Landshut, Siegfried
Politikwissenschaftler, geb. 7.8.1897 Straßburg, gest. 8.12.1968 Hamburg
L., einer der »Gründungsväter« der Politikwissenschaft in Deutschland, entstammte einer weitgehend assimilierten deutsch-jüdischen Familie. Nach dem Studium der Nationalökonomie, Philosophie und Sozialwissenschaften u. a. bei Edmund Husserl, Martin Heidegger, Max Scheler, Karl Jaspers und Alfred Weber wurde er 1925 Mitarbeiter im Institut für Auswärtige Politik in Hamburg und 1927 Assistent des Sozialökonomen Eduard Heimann an der Hamburgischen Universität. Von dort im Juni 1933 als »Nichtarier« vertrieben, lebten er und seine Familie unter schwierigsten Bedingungen im Exil in Ägypten, Palästina und Großbritannien (→ Emigration).

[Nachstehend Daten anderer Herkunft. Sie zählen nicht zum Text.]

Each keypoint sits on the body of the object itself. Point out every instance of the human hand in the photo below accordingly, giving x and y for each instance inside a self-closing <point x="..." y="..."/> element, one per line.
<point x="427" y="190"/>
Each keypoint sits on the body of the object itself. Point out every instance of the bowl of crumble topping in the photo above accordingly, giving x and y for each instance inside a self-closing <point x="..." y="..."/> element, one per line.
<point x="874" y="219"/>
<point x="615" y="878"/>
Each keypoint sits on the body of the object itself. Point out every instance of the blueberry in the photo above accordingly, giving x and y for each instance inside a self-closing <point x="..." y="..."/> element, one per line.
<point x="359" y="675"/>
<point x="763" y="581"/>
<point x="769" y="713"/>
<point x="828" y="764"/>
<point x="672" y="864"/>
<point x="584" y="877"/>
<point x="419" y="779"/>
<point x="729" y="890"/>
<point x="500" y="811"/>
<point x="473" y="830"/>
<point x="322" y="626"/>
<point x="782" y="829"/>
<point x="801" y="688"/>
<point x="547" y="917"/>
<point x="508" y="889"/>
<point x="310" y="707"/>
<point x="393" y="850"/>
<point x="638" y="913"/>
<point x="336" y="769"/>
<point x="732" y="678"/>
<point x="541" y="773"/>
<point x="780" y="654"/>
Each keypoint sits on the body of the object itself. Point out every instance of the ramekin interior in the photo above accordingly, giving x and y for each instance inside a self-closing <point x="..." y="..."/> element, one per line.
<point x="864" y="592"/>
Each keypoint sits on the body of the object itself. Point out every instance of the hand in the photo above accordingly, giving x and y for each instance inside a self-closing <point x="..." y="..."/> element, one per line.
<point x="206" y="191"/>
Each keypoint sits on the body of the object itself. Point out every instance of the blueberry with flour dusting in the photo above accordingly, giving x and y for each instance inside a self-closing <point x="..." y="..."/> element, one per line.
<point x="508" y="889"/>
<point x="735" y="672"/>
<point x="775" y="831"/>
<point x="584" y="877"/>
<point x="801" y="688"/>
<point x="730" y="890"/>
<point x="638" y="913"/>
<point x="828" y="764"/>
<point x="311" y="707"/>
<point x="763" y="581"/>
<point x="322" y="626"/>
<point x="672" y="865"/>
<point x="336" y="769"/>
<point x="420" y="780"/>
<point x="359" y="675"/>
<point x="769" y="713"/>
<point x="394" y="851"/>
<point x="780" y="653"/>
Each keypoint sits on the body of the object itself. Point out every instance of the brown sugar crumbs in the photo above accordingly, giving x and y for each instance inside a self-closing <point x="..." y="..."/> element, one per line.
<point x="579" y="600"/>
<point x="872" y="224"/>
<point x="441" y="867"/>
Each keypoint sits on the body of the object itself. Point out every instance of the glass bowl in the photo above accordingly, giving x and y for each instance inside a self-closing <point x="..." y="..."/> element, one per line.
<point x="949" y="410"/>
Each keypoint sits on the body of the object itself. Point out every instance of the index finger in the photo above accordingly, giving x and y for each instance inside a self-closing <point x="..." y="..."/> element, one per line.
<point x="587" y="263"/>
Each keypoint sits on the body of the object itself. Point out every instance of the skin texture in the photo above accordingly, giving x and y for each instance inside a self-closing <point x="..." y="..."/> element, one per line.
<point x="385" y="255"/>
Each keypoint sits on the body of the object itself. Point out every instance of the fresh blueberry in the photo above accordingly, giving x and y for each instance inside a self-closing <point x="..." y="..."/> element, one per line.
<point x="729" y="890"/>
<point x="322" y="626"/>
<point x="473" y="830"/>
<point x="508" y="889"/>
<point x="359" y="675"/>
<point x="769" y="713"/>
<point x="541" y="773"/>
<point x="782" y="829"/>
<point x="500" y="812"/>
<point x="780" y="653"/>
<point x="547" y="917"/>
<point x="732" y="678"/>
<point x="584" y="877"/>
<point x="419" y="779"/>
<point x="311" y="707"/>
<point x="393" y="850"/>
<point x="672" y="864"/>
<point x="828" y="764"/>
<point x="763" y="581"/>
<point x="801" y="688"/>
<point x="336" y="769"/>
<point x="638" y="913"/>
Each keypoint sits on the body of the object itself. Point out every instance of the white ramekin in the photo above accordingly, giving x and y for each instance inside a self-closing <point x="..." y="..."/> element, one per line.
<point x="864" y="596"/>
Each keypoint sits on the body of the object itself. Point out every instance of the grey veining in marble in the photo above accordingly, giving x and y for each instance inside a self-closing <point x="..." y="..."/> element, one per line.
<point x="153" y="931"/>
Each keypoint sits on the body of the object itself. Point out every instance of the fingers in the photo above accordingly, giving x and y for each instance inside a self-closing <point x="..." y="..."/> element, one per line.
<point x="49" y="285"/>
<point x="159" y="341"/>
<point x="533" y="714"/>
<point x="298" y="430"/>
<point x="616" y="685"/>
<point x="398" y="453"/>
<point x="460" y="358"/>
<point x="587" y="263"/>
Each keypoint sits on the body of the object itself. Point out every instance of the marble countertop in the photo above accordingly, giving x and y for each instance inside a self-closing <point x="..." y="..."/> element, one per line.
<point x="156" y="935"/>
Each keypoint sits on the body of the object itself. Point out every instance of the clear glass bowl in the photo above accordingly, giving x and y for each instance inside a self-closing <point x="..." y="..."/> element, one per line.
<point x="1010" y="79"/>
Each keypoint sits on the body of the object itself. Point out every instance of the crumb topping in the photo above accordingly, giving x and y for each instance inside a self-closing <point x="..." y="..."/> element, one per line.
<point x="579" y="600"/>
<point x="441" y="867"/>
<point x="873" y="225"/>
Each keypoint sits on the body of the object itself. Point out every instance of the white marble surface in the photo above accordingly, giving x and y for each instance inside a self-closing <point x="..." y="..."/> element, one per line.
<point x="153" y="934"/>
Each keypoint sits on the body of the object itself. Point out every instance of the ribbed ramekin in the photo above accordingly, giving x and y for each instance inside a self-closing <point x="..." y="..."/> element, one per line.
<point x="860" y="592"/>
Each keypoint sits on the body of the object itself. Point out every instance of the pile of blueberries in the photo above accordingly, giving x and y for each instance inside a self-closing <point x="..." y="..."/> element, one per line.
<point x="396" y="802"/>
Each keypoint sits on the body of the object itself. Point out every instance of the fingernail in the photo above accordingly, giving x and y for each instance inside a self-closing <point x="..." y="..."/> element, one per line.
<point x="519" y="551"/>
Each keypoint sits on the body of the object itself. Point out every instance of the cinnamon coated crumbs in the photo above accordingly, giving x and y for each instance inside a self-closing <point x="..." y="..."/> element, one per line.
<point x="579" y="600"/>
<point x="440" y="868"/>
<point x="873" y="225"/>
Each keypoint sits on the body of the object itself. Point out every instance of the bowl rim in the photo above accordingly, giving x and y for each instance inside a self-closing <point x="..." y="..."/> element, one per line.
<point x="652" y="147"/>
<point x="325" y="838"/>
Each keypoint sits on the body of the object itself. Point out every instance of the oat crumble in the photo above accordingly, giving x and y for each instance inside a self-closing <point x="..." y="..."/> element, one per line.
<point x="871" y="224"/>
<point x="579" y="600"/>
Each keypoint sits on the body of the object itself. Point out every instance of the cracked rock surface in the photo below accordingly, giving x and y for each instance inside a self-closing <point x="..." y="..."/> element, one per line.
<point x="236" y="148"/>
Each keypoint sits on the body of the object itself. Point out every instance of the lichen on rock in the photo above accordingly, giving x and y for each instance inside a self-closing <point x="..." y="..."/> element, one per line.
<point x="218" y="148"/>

Eine auf zwei Jahre befristete Anstellung an der Hebräischen Universität in Jerusalem wurde 1938 trotz Fürsprache renommierter Gelehrter nicht verlängert. L.s 1944 hebräisch gedruckte Pionierstudie über Die Gemeinschafts-Siedlung in Palästina (dt. 2004), deren scharfsinnige Kritik an einem Eckpfeiler der zionistischen Bewegung rüttelte, wurde weitgehend ignoriert, wenngleich von Martin Buber gewürdigt und mit dem Arthur-Ruppin-Preis ausgezeichnet. Bei aller Sympathie für die Kibbuzniks bemängelte der nonkonformistische Wissenschaftler, auch in den Kibbuzim hätten ökonomische Ziele eindeutig Vorrang vor einer gemeinsamen Idee der Lebensführung. Trotz starker Zweifel kehrte L. 1951 nach Hamburg zurück, um den neu eingerichteten Lehrstuhl für die »Wissenschaft von der Politik« zu übernehmen, den er bis 1965 innehatte. Orientiert am aristotelischen Polis-Konzept, bemühte er sich darum, die Politik aus ihrer 2000 Jahre alten Tradition heraus wiederzubegründen. Diesem Ziel war schon sein 1929 erschienenes Hauptwerk Kritik der Soziologie gewidmet. Bekannt wurde L. vor allem durch die Herausgabe der Frühschriften von Karl Marx (1932 bzw. 1953) und einer Auswahl von Texten Alexis de Tocquevilles (1954).